Aim 2: model human liver cancer progression by genetically engineering human liver cancer in vitro using CRISPR/Cas9 technology
Current models to investigate the role of genes in cancer rely mostly on animal studies, which can be very time consuming and cost demanding, especially if resulting in negative outcomes. To overcome this issue, we set up a protocol for introducing mutations in healthy human liver organoids using the CRISPR-Cas9 technology. Interestingly, after mutating TP53, RNF43 and ZNRF3 either alone or in combination, human organoids undergo genetic alterations and phenotypic changes that partially resemble the ones observed in tumoroids. This data suggests that this system could be used as a screening platform to study gene function/dysregulation during tumorigenesis.

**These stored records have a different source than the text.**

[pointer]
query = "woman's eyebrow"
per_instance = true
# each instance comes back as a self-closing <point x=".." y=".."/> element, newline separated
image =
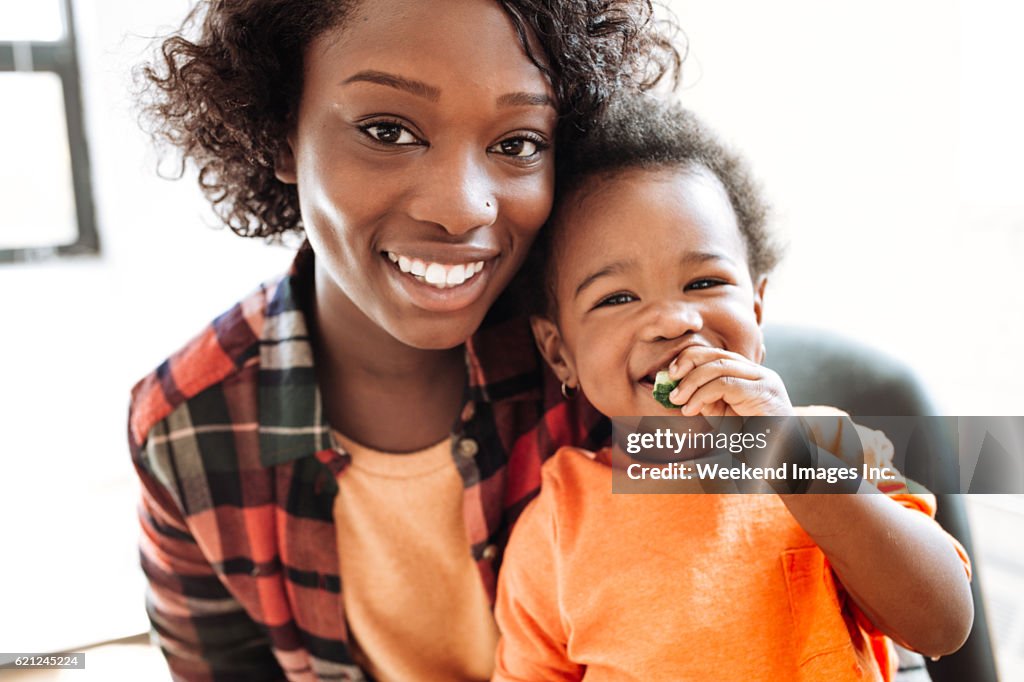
<point x="610" y="268"/>
<point x="433" y="93"/>
<point x="418" y="88"/>
<point x="525" y="99"/>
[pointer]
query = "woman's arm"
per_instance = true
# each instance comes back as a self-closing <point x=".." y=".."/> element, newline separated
<point x="204" y="632"/>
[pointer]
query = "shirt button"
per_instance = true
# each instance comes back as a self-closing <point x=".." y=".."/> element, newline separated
<point x="468" y="448"/>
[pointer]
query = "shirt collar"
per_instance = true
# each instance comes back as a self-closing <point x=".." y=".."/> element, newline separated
<point x="501" y="358"/>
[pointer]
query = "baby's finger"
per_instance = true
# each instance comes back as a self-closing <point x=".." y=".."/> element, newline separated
<point x="719" y="367"/>
<point x="740" y="394"/>
<point x="692" y="356"/>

EXPLOITATION AND DISSEMINATION:
These results were published in December 2017 in Nature medicine (Broutier et al., Nature medicine 2017). They will open opportunities to study, for the first time, PLC in a physiologically relevant ex-vivo human system. Moreover, PLC-organoids with a short timescale from establishment to drug screening, could be a relevant in vitro liver cancer system for predicting patient-specific drug responses and creating personalized therapies.